It’s hard enough to leave your country to work as a maid in a foreign land.
It is probably even worse if you work in a country where the entitlement to just one rest day a week is subject to a vigorous debate.
Singaporean social activist Jolovan Wham highlighted this in a Facebook post on Thursday where he recounted a case of a foreign domestic worker who was unable to find an employer, simply because she wanted two days off a month (yes, a month, not a week) instead of one:
In case you can’t read the post above, we reproduced it below:
Volunteers and I have been trying to help a domestic worker find a new employer after things didn’t work out with the previous one. After 3 rounds of interviews, the agent calls me in exasperation.
Agent: This is too much. She is too fussy. I spent all that taxi fare on her, bring her for interviews at employer’s house but she is not interested.
Me: What do you mean?
Agent: She wants 2 days off a month. Is she here to work or to enjoy a holiday? Employer can at most give 1 day off, not 2. Because of this she doesn’t want the job?
Me: Do you think you could convince the employer to at least let her have 2 days off a month?
Agent: No, at the moment I can’t find anyone. If you want to work in Singapore you must accept this. How many employers will give you so many off days? She must be prepared to work hard, not treat coming here as holiday. I have already spent all this money on her, including the MOM application fee of $30. She has to pay me back.
Volunteer: Why don’t you want this employer?
Worker: I don’t think I could work with only 1 day off. I would probably be unhappy and want to leave. There’s no point for me. I’d rather go home.
As shocking as this may seem, this isn’t uncommon, judging from the personal accounts some foreign domestic helpers shared in comments to the post:
Now first of all, we should point out that requesting two rest days is completely within the foreign domestic helper’s rights by law.
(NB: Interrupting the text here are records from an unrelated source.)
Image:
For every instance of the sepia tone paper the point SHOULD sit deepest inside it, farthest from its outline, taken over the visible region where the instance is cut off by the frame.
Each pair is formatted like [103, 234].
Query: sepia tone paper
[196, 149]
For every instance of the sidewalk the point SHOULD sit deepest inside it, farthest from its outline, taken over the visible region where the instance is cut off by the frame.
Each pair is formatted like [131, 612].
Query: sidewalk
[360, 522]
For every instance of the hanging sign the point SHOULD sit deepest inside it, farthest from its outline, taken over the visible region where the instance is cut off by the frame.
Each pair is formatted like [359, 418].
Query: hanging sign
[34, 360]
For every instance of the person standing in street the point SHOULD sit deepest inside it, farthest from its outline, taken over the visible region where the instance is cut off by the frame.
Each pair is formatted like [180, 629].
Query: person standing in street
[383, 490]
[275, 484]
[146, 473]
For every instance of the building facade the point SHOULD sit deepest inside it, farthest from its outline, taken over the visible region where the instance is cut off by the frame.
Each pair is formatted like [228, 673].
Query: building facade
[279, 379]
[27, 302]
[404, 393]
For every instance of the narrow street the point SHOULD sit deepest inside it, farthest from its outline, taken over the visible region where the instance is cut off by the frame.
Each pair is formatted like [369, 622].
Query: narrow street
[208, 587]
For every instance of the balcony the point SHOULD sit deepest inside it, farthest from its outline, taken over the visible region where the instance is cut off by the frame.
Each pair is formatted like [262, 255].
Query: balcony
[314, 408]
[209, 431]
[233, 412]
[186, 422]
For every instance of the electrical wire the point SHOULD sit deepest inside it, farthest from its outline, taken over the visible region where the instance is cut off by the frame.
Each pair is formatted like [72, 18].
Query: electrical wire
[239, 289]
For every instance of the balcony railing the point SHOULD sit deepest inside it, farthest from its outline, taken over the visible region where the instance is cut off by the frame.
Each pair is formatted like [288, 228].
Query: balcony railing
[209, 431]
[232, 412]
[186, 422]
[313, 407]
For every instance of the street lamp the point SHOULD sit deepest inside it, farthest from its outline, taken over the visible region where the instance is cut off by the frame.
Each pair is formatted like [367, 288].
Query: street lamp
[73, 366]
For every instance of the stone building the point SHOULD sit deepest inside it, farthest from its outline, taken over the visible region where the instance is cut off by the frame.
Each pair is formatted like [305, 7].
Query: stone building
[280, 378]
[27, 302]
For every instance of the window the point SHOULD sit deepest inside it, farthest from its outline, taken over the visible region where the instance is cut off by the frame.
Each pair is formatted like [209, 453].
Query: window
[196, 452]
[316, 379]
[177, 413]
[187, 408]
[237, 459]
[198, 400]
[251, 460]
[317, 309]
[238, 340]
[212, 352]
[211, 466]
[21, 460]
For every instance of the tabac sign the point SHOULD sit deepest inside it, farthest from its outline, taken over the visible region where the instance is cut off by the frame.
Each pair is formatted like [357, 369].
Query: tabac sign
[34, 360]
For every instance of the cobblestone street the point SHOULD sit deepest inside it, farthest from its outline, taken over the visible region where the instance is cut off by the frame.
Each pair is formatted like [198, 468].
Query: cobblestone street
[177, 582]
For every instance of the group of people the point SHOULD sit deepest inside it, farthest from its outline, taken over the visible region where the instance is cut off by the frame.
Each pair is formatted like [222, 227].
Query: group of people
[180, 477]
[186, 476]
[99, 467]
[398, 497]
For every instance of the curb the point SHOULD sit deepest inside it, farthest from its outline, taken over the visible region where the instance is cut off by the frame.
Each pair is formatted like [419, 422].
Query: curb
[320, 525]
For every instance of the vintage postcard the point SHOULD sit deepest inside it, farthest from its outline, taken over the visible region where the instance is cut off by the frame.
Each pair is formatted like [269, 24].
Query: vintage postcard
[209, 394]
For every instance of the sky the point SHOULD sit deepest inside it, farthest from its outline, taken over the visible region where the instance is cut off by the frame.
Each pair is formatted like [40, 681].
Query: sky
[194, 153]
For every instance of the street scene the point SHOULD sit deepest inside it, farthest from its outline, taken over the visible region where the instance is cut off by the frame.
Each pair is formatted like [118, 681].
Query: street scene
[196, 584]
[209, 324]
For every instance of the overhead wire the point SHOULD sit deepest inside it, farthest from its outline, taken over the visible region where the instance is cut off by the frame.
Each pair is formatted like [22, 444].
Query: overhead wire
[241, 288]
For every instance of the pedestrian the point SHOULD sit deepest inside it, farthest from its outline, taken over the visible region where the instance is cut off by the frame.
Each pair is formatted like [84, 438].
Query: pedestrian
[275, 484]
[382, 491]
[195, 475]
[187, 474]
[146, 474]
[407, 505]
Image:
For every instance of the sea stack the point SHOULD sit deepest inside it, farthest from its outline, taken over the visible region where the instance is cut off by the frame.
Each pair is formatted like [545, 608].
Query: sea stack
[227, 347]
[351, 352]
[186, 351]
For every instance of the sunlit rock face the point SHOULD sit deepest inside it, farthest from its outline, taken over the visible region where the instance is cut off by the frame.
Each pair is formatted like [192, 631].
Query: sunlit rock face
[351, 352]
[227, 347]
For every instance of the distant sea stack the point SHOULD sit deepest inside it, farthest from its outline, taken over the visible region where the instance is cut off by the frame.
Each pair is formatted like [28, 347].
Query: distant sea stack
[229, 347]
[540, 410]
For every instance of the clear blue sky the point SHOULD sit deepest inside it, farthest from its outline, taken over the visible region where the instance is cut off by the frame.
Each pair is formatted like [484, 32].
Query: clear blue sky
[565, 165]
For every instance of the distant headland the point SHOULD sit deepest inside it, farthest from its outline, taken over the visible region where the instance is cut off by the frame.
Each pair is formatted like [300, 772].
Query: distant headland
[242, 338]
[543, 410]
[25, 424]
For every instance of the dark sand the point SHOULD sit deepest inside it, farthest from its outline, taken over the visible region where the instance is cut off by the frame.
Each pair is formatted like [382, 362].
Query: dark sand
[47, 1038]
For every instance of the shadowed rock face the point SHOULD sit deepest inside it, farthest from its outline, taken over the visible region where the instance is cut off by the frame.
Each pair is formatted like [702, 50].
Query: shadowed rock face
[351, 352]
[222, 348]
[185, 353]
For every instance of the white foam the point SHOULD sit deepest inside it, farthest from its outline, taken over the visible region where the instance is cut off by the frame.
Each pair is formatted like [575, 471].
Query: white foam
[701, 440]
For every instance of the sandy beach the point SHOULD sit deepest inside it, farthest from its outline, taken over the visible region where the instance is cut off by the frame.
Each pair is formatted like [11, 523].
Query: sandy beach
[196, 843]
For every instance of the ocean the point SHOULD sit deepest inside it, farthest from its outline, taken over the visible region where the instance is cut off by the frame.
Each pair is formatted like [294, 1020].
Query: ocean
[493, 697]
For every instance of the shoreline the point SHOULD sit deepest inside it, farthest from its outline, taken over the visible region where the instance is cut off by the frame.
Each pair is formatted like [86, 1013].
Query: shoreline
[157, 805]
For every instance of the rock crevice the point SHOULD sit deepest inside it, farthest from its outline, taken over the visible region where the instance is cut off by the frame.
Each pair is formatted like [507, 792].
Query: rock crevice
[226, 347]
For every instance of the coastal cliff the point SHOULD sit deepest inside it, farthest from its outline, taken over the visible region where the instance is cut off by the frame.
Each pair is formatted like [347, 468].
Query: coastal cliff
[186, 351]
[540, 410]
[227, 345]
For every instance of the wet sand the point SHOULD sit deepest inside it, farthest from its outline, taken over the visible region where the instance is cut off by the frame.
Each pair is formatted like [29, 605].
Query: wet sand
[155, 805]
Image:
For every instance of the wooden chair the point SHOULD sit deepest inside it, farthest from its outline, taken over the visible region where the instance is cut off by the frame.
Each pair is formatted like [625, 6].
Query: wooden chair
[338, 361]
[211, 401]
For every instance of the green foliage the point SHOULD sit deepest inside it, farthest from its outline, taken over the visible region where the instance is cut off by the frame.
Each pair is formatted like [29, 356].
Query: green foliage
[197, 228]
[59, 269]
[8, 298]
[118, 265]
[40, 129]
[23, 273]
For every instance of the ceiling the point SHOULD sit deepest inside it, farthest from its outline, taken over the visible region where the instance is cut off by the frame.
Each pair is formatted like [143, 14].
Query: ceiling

She is not being fussy; she is not looking for a “holiday”.
In Singapore, employers of foreign domestic helpers are required by legislation to give their helpers a weekly rest day, or a day’s wage as compensation. This has to be mutually agreed between employer and employee, and must be documented in writing.
Employers who breach this requirement can be penalised with a fine of up to S$10,000 or a jail term of up to one year or both.
Secondly, even without the backing of the law, giving your domestic helper only one rest day per month is borderline cruelty. As highlighted by many of the responses, domestic helpers are not machines. They need rest days to unwind and recharge for the next week of work, just like the rest of us with two rest days each week.
Perhaps some employers genuinely need their domestic helpers to work daily, for example, to look after family members who require constant attention and care.
A simple work-around solution is to employ respite care services when your primary caregiver or domestic helper is not around. More information can be found in this Ministry of Manpower (MOM) handbook for employers
It’s not difficult to treat foreign domestic helpers humanely. Just follow the golden rule: Don’t subject others to things you won’t do to yourself.
You wouldn’t want to work as a slave — don’t expect domestic helpers to be one.